Hemen hemen aynı zaman aralığında sarfedilmiş bu sözlerdeki gizli ajandayı, inatçı hazırlığı ve sabırlı bekleyişi görmemek mümkün değil.
Peki ne oldu? Türkiye mi ekonomik ve siyasi olarak yeterince güçlendi yoksa Putin mi ‘bu tür bir olayı tasarlayacak’ hale geldi?
Ekonomik ve siyasi tabloya bakacak olursak Türkiye lehine cümleler kurmak pek mümkün görünmüyor. En azından bu sözlerin sarfedildiği dönemden daha parlak durumda değiliz. Buna mukabil Rusya’nın, ABD seçimlerini uzaktan maniple edebilme türü olayları bile ‘tasarlayabilecek’ hale geldiği ileri sürülüyor. Ve de artık Erdoğan’ın içinde bulunduğu şartlar gereği, puan kaybına tahammülün kalmadığı haftalara, bir golün telafisinin mümkün olmayacağı dakikalara girilmişti.
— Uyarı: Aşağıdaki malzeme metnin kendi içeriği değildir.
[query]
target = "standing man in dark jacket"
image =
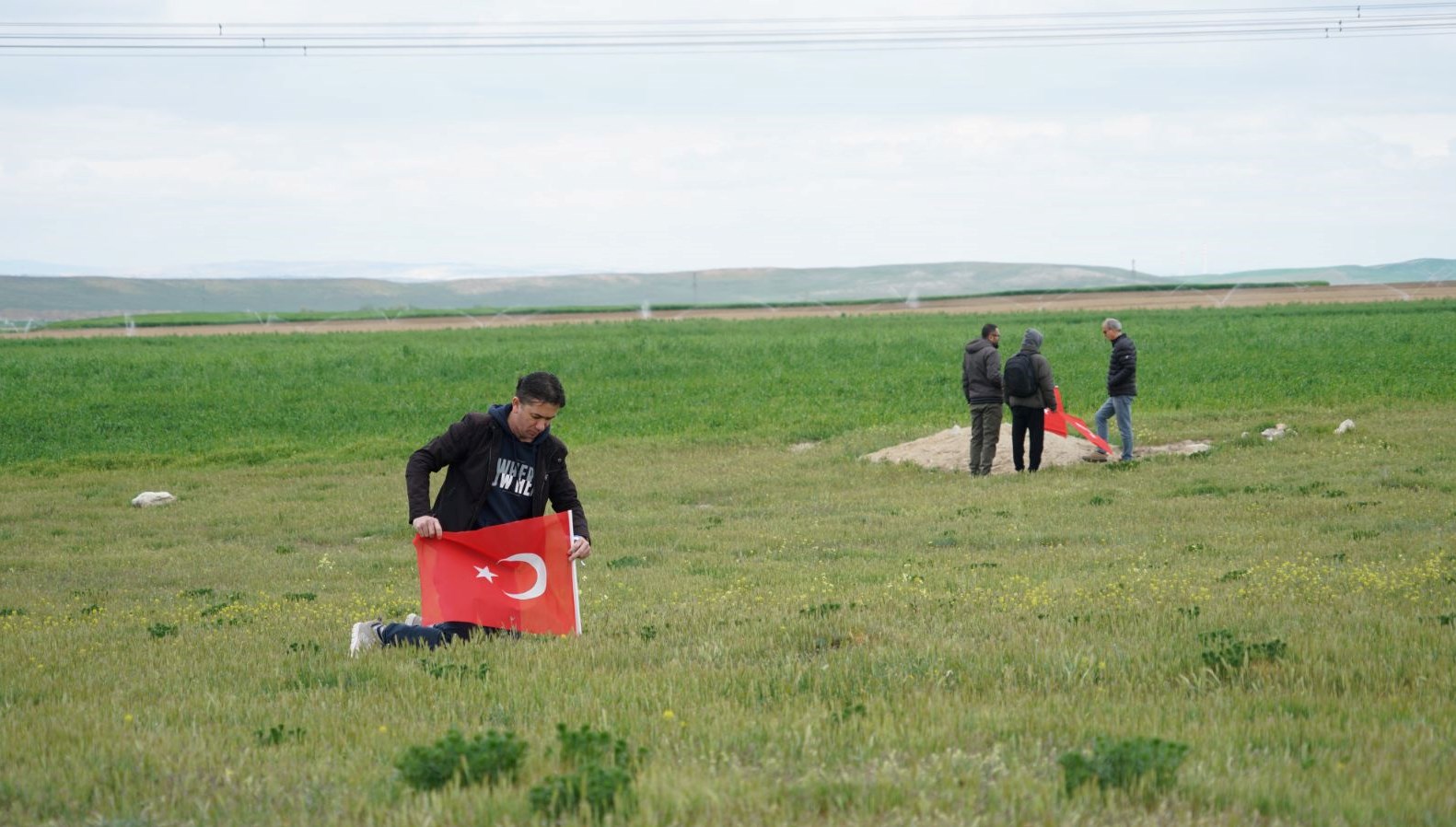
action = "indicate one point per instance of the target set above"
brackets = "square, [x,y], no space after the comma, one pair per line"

Erdoğan-Ergenekon konsorsiyumunun kurulması ve Zarrab’ın ABD’de tutuklanması ile beraber nihayet o ‘beklenen an’ gelmişti. 15 Temmuz güzel bir ‘tasarım’ oldu mesela…
TSK’yı en iyi bilen isimlerden, güvenlik analisti Emekli Yüzbaşı Metin Gürcan, 15 Temmuz’dan sonra Al-Monitor’a yazdığı “TSK’da büyük tasfiye” başlıklı yazısında şu tespitlerde bulunuyordu: “Atatürkçü, laiklik hassasiyeti yüksek, ABD ve NATO karşıtlığı belirgin, uluslararası sisteme daha bağımsızlıkçı ve Avrasyacı perspektiften bakan bu ekibin, TSK’nın mevcut stratejik kültürünü etkileyeceği muhakkak. İhraç edilen generaller incelendiğinde pek çoğunun Atlantikçi olarak tanımlanabilecek ABD, Avrupa ve NATO ile ilişkilere önem veren kişiler olduğu görülüyor. (…) Dolayısıyla, TSK’nın stratejik kültürünün daha az Atlantikçi ve NATO’cu, daha çok Avrasyacı bir karakter kazanacağını söylemek mümkün.”
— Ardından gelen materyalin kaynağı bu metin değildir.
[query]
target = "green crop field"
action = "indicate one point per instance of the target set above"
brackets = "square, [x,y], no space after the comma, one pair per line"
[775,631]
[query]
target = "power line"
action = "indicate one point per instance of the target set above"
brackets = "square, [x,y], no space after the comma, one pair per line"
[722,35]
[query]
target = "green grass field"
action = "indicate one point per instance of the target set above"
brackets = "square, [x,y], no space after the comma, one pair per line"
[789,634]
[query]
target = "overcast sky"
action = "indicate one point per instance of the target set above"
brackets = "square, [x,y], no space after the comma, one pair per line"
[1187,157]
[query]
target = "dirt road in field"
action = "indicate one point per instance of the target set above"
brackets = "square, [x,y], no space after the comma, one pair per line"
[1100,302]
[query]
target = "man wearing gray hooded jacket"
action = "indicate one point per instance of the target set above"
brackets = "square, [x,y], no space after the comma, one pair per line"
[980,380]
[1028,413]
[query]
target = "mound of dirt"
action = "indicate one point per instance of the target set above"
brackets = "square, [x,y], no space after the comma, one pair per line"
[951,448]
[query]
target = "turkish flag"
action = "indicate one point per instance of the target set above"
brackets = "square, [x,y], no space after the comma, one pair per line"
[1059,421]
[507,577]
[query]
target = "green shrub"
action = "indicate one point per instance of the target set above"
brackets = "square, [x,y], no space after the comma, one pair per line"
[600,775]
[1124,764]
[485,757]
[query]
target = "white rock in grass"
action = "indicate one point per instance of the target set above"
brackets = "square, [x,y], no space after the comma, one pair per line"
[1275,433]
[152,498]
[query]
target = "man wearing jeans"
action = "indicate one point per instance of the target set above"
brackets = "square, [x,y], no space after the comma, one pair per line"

‘BAZI YANLIŞLAR VARDIR Kİ ONLARI ANCAK ALÇAKLAR YAPAR’
Açıkçası Erdoğan’ın NATO’nun anası ile ilgili fantezileri pek umurumda değil. Hatta diyebilirim ki canı cehenneme. Burada benim pozisyonum ABD ve NATO müdafiliği de değil. Ama itirazlarım var. Osman Gazi’den bu yana yönü Batı’ya dönük olan bu ülkenin yüzünü, Rus emperyalistleri ile Türkiye’nin başındaki bir grup hırsız istedi diye tersine çeviremezsiniz. Türkiye’yi demokrasi özürlü, hukuk özürlü, insan hakları özürlü, keyfiliğin bir yönetim şekli olduğu, totaliter ve baskıcı rejimler altında yönetilen bir Avrasya ya da Şangay topluluğu üyesi haline getiremezsiniz. Türkiye’yi Tayyip Ağa’nın çiftliği haline getirip ilanihaye bir despotun keyfi ile yönetilecek bir ülkeye dönüştüremezsiniz.
“Bazı yanlışlar vardır ki onları aptallar değil ancak alçaklar yapar.”